Moving Beyond Hopes and Dreams to Plans and Realities
Recently, I’ve been working with a non-profit board that is trying to reshape the organization’s mission. While they have a lot of hopes for the future and what the organization will accomplish, they find themselves spinning in conversation with no action forward. Without a plan, these will remain conversations of hopes and dreams. What are your hopes and dreams for your team and organization? What is your plan to achieve those aspirations?
Let’s say you have a dream of retiring. You hope that you can retire early and travel the world. You can spend your time imagining all the places you would like to see but that will not bring you closer to this vision. You realize that you might need a financial plan to help you accomplish this goal. Your dreams are not lost when you create a plan because a plan helps you gain perspective of what you need to do. . I have a good friend that wants to live in Italy for six months upon retirement, a similar dream for many people. It is an awesome dream but, in her case, I know that I will be visiting her Italian villa. She will plan to make it happen. Not only will she think ahead and plan the finances needed but she will also plan other details needed to turn this dream into a reality.

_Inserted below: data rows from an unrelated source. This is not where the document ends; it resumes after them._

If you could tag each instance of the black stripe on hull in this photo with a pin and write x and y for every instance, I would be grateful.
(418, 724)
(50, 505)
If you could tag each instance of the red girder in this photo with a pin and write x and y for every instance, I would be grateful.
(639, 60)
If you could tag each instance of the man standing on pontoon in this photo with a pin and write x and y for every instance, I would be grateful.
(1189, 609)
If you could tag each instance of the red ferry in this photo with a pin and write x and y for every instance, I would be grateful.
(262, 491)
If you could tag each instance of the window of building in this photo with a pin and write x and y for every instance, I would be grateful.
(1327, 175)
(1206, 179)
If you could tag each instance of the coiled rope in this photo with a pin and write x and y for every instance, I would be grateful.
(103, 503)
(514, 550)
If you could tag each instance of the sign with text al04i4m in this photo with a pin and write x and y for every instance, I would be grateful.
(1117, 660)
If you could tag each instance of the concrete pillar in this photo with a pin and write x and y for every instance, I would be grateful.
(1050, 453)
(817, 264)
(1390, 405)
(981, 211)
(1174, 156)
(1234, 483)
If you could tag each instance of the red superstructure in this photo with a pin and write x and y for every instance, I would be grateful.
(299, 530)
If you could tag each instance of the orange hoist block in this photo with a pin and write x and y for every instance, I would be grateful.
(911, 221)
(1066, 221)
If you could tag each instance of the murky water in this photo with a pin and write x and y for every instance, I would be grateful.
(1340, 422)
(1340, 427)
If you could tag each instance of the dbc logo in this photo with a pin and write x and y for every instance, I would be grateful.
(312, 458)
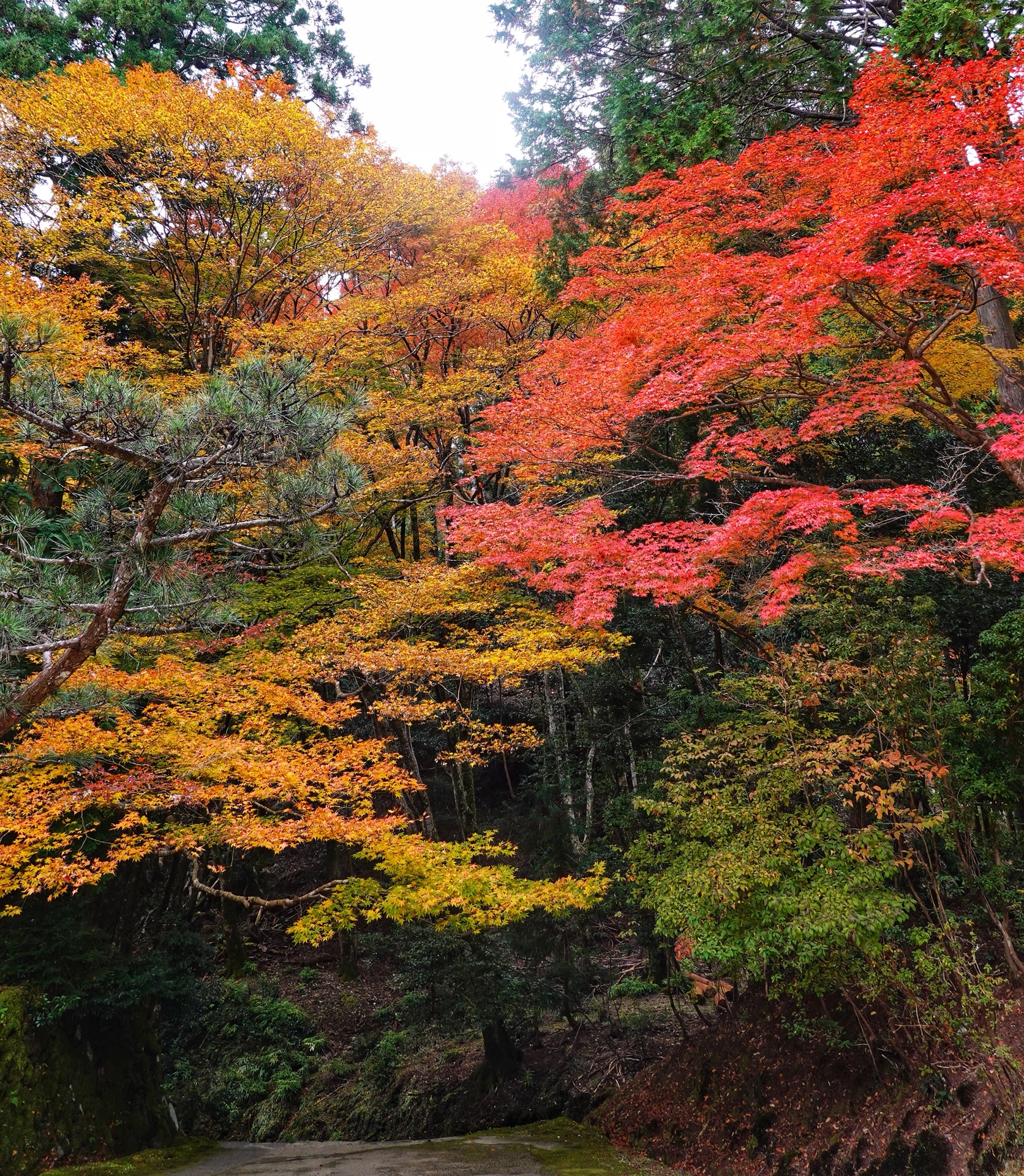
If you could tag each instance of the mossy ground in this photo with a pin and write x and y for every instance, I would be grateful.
(146, 1163)
(584, 1152)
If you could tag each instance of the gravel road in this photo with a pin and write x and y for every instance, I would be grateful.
(479, 1155)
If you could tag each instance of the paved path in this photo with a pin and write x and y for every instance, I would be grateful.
(480, 1155)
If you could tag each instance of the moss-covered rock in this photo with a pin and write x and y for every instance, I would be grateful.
(79, 1089)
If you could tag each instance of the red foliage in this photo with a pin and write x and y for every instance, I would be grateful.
(807, 292)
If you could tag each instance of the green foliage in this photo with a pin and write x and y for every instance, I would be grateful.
(236, 1060)
(186, 37)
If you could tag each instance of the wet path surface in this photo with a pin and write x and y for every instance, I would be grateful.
(519, 1153)
(478, 1156)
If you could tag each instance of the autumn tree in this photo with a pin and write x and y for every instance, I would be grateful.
(762, 317)
(204, 207)
(189, 39)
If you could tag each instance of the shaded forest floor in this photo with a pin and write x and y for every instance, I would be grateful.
(744, 1094)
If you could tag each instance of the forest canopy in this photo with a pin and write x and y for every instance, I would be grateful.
(628, 552)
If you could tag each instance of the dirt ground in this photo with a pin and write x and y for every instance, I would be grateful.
(548, 1149)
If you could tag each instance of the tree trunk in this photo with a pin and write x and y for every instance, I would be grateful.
(46, 487)
(52, 677)
(994, 317)
(501, 1058)
(233, 925)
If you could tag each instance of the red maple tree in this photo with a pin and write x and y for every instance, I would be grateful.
(827, 282)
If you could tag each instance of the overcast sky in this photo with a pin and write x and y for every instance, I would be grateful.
(439, 80)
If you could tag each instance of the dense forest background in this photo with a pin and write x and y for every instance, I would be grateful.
(464, 648)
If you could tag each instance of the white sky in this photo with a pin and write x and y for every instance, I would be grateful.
(439, 80)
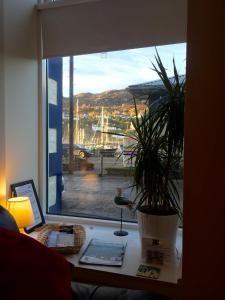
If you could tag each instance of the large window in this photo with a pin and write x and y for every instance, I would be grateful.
(90, 97)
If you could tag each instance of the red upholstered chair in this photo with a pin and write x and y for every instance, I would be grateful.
(29, 270)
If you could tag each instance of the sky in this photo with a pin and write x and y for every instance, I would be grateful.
(99, 72)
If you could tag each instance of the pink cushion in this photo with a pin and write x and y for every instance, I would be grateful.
(29, 270)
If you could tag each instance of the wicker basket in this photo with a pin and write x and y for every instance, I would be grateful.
(79, 237)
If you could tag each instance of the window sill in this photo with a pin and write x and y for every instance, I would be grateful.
(88, 221)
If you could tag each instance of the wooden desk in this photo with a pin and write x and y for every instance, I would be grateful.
(125, 276)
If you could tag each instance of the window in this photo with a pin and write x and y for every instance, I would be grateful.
(87, 159)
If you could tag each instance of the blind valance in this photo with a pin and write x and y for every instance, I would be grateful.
(103, 25)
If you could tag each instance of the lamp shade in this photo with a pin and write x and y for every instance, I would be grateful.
(20, 208)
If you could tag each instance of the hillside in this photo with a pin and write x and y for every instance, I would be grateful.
(107, 98)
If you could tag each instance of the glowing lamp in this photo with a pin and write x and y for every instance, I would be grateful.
(21, 209)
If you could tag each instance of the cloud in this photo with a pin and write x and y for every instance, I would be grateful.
(118, 69)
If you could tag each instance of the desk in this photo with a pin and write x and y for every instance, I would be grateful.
(125, 276)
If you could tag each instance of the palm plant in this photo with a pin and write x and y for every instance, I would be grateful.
(158, 147)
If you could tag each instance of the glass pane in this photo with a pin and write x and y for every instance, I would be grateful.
(104, 86)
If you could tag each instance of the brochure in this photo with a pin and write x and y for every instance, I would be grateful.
(148, 271)
(103, 253)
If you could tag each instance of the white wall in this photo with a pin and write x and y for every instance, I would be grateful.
(20, 92)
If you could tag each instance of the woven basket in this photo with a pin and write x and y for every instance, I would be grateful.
(79, 237)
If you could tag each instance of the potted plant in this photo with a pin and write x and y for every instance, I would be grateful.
(158, 149)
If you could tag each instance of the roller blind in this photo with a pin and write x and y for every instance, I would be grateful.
(103, 25)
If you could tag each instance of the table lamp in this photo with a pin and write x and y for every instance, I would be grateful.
(21, 209)
(121, 201)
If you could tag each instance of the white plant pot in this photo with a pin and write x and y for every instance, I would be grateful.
(162, 228)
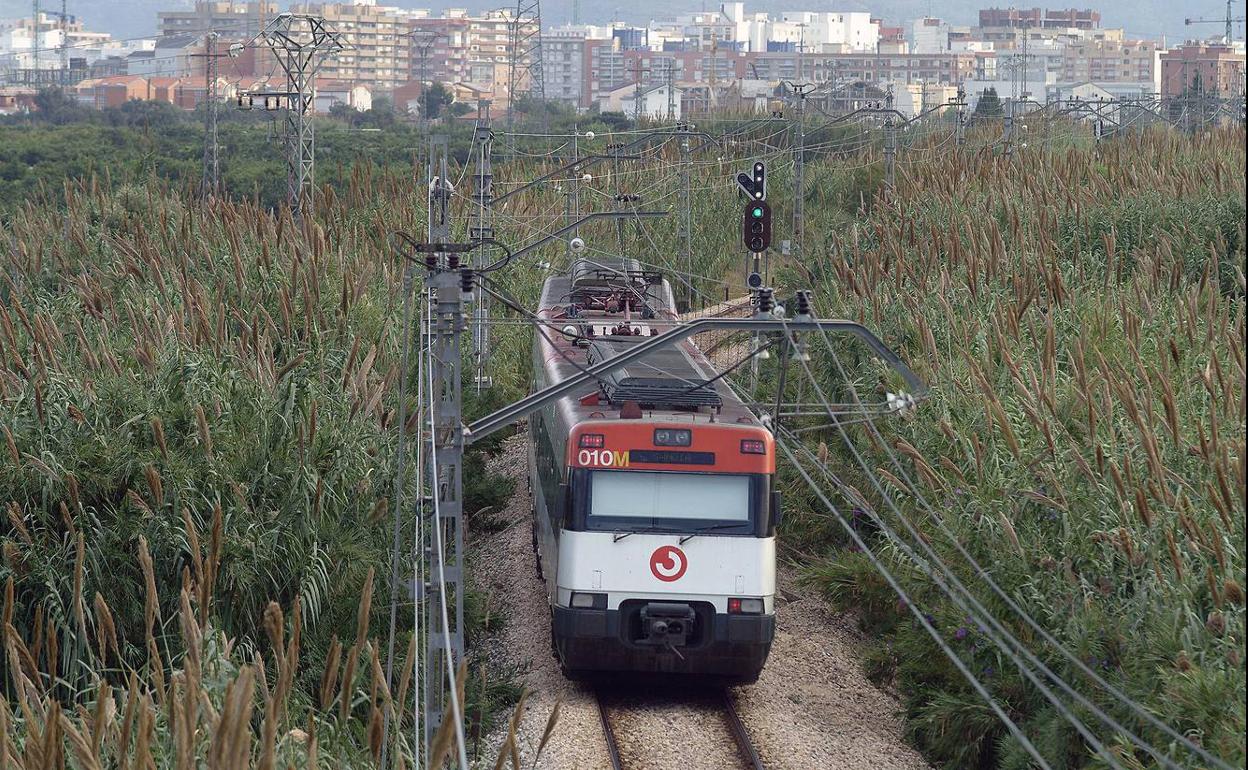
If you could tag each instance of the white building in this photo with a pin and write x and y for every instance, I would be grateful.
(563, 63)
(826, 31)
(654, 101)
(19, 40)
(330, 92)
(927, 35)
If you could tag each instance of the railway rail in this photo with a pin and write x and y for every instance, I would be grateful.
(740, 753)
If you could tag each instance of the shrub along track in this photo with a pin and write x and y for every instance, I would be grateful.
(813, 708)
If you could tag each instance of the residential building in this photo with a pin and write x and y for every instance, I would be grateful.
(31, 50)
(1206, 68)
(16, 99)
(648, 101)
(331, 92)
(380, 51)
(1037, 18)
(944, 69)
(1103, 61)
(927, 35)
(448, 43)
(563, 64)
(230, 18)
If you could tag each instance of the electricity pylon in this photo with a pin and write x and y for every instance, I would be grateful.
(524, 58)
(301, 43)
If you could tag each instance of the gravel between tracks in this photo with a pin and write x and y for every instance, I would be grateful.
(813, 708)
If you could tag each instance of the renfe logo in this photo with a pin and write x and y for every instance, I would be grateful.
(668, 563)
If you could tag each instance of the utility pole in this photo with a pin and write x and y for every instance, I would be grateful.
(301, 43)
(637, 90)
(442, 549)
(960, 125)
(801, 49)
(481, 229)
(799, 170)
(890, 151)
(672, 91)
(423, 43)
(35, 44)
(210, 180)
(685, 226)
(65, 44)
(524, 61)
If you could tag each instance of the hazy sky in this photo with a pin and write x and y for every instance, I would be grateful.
(1141, 18)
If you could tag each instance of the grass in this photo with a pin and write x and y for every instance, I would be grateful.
(1081, 318)
(199, 402)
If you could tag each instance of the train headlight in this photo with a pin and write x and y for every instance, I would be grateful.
(743, 607)
(588, 600)
(673, 437)
(753, 446)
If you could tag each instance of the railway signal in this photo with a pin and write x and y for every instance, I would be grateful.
(756, 226)
(754, 185)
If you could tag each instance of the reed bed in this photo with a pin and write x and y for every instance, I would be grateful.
(1080, 312)
(197, 411)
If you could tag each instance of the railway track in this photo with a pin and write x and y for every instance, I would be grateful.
(716, 706)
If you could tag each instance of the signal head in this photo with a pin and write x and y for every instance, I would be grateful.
(756, 226)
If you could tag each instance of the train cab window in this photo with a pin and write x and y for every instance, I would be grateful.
(669, 502)
(670, 496)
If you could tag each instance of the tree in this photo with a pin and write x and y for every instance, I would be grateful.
(989, 104)
(434, 99)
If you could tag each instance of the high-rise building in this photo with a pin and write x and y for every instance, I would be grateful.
(1111, 61)
(229, 18)
(1202, 68)
(1037, 18)
(378, 53)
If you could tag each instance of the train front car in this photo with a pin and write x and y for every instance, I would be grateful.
(654, 504)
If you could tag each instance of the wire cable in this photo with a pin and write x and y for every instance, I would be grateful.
(982, 574)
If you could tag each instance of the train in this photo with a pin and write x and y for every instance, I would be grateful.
(654, 496)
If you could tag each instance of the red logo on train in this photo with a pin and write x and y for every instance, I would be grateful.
(668, 563)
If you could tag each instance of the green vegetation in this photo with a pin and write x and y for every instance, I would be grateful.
(1081, 318)
(200, 401)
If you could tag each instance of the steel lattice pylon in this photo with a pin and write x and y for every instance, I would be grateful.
(300, 43)
(524, 70)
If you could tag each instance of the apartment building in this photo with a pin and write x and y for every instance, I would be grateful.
(563, 64)
(380, 51)
(1212, 69)
(1037, 18)
(449, 46)
(229, 18)
(902, 69)
(1111, 61)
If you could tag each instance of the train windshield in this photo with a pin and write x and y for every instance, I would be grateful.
(662, 501)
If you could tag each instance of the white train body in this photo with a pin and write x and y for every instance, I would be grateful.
(654, 508)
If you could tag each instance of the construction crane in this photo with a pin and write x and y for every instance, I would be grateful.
(1229, 21)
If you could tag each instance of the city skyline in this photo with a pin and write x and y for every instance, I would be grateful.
(1150, 19)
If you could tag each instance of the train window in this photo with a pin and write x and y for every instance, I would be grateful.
(632, 494)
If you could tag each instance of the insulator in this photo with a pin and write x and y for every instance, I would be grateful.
(804, 302)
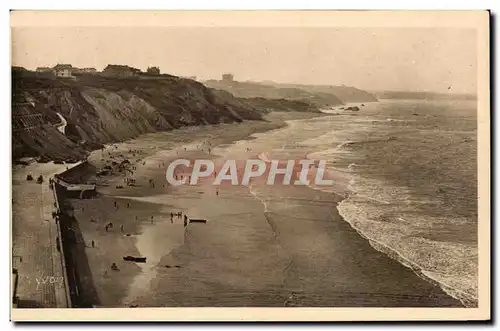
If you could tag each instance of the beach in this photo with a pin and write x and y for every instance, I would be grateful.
(267, 246)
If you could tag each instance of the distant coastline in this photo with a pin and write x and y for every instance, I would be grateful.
(413, 95)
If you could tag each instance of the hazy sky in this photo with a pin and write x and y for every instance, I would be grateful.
(417, 59)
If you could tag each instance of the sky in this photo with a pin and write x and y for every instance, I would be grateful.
(374, 59)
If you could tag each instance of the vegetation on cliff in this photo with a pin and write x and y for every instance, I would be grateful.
(258, 90)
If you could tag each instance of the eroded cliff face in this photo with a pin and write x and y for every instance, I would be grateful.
(100, 110)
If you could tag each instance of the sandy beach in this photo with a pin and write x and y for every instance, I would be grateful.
(260, 246)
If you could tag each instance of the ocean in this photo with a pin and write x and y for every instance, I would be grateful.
(408, 172)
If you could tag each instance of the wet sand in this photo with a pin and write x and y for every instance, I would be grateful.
(278, 248)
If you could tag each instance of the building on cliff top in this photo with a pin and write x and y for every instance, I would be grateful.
(115, 70)
(153, 70)
(63, 70)
(84, 71)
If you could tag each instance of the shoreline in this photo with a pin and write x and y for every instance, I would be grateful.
(181, 197)
(106, 187)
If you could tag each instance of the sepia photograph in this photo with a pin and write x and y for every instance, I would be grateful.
(250, 165)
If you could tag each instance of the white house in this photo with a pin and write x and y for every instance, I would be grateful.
(63, 70)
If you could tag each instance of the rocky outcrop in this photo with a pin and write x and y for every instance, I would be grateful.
(101, 110)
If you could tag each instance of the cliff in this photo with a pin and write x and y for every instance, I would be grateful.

Planning doesn’t squash the dream; it brings it to life.
So why do many of us not achieve our dreams? The first question to ask is “What is our plan?” When you dream of what your team could be, how does your plan support that? What aspects of your plan are working, and which ones are no longer valid? A plan can help you understand not only what you need to do but provide a baseline for performance. It can help you assess the gap between actual and expected. Once the gap is defined, the team can engage in experiments to close the gap. If we don’t have a goal, how do we know what experiments to run?
Putting your dreams into a plan may not be enough. Is this your dream, or a shared vision across the organization? In the case of my friend, her dream of Italy is shared by her husband. It is something that they are both working towards. You probably couldn’t imagine that she would have this dream and not share it with her spouse, but how many of us do this at work? In my friend’s case, there had to be a mutual desire not only to live abroad for a period of time but to retire in the first place. How do you create a common vision for your team? What does your organization need? How do these needs vary across the organization? For my friend, her dream is to be immersed in the culture and learn culinary secrets. For my friend’s spouse, his need might be to live in a warm climate with picturesque landscapes. Where do your dreams overlap with others and where do they differentiate? What is the common ground?
Only when we have a common vision forward and a shared plan can we maximize our teams. Without these, our team’s actions and thus results will be fragmented.